Closed NightJar closed 5 years ago
As per https://github.com/silverstripe/silverstripe-ckan-registry/issues/71#issuecomment-454974806 the PR for this issue will also add the table headers, as they come parts-in-parcel with the data.
@camfindlay We've run into an unexpected issue with this ... issue.
The "remove duplicates" option we've created in the CMS is not usable as expected.
The CKAN API gives reference to a distinct
modifier to queries, which we had expected to be able to use akin to how it does in SQL.
However, in reality it seems to work counter-intuitively. e.g. the Family Services in Auckland set has 145 records. Selecting "Provider Name", "Provider Region", "Provider, District" [sic] (the column names have line breaks in them) we get a whole bunch from the same Provider ID, meaning lots of duplicate rows.
Thought solution: Use the distinct
option! :D
However, after using this we get...
145 results, including multiple groups of the same - Oh no! D:
Introducing ProviderID to the query shows that they are indeed all the same provider.
So we thought to introduce a search term: Provider+Name=Kelly
We get 3 results.
Using distinct, we get 1 results... but a total of 3!
This is ... unfortunate. What should we do?
We thought to switch to the CKAN SQL endpoint which seems to behave more expectly (being plain SQL).
This works great, until your SQL becomes more intense, and the Incapsula WAF blocks the request
Which is interesting... select
statements are fine until you introduce a subquery or method like count(*)
!
One issue is that the total doesn't account for any "DISTINCT" option - maybe that's a CKAN issue, or "working as intended"?

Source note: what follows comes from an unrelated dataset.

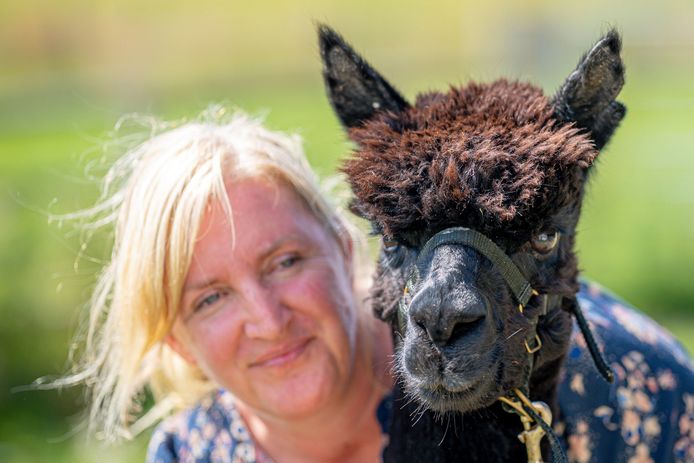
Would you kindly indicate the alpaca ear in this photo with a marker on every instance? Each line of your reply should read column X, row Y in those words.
column 588, row 97
column 355, row 90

We can probably work around this by doing two queries when loading data but it's a bit kludgey.
Okay just to summarise:
distinct=1
- Result gives us one record, total indicates three recordsThis seems to be by design. I guess that was our mistake. I have a quote from me earlier saying that I can do it, but it does not seem possible now... There's a couple of solutions I can think of from the top of my head:
It's unclear if this is by design or not. Either way it means we can't show pagination correctly
We could solve these problem by delving into the datastore_search_sql
endpoint, but the CKAN docs make this clear that it probably has limited support per CKAN instance. In our testing with data.govt.nz we've had Incapsula blocking some requests. We could probably solve this issue with some relatively complex SQL queries...:
SELECT count(*), "Provider Name" FROM (SELECT DISTINCT "ProviderID", "Provider Name" FROM "496d2b91-2e9a-4e72-9c07-cf41141aefa6" WHERE "Provider Name" ILIKE "Kelly") as q LIMIT 30
I'd prefer to avoid this though if possible - I think it reduces the compatibility with an arbitrary CKAN.

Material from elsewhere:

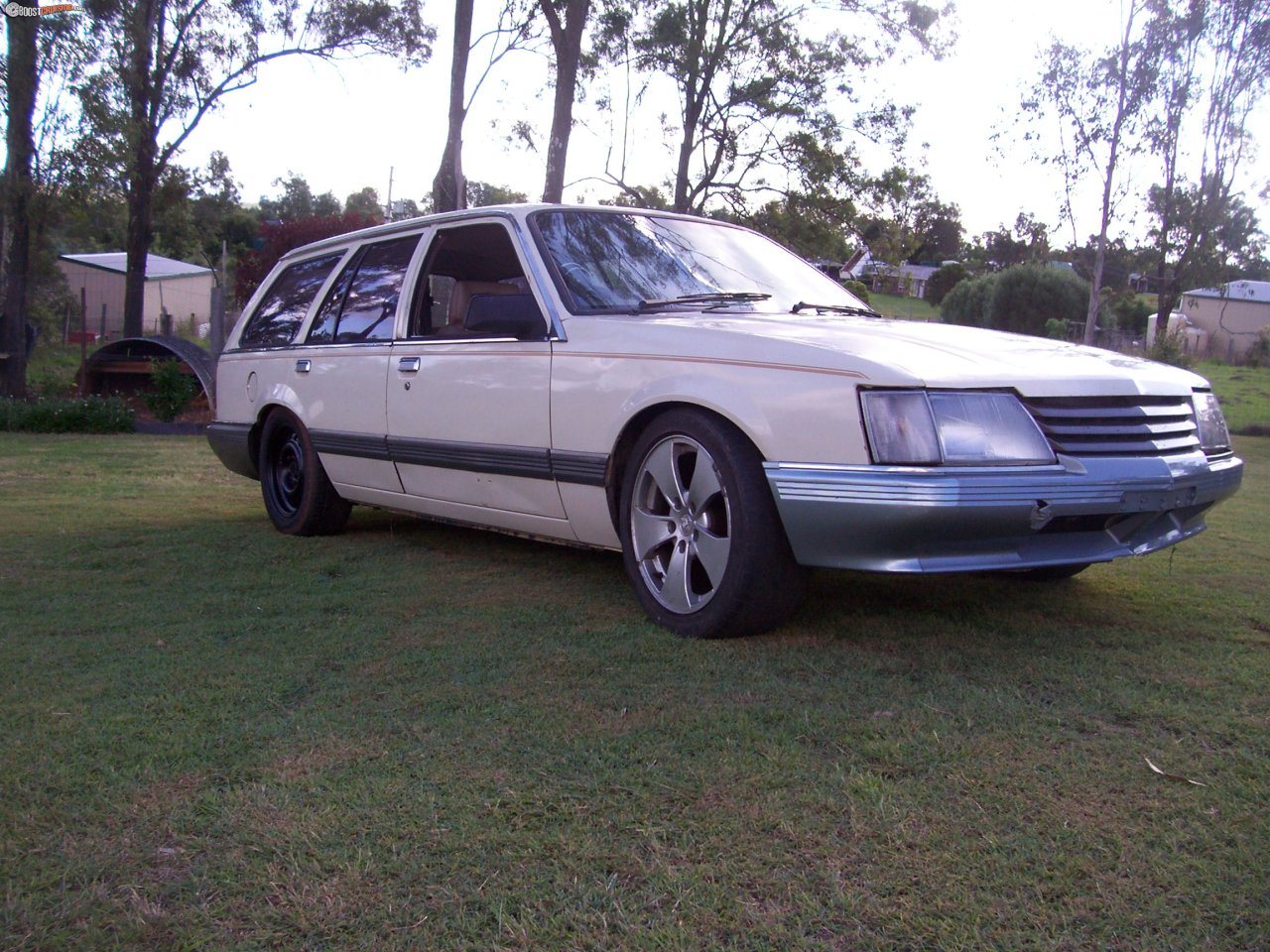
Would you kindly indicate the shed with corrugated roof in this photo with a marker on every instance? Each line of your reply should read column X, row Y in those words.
column 178, row 289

I have a feeling the count information is buggy and we should hit up the ckan project about that. Let's put that aside for now, you can also have the result return with no total (which actually speeds up the request), see include_count=false
.
On to the DISTINCT issue...
Here's something you can look over, there might be a solve/workable solution for this in some other standalone work going on got a family services directory front end at https://github.com/ServiceInnovationLab/fsd-spike however note they only show results when you select a filter so they are doing a global distinct. Read on before chasing that rabbit...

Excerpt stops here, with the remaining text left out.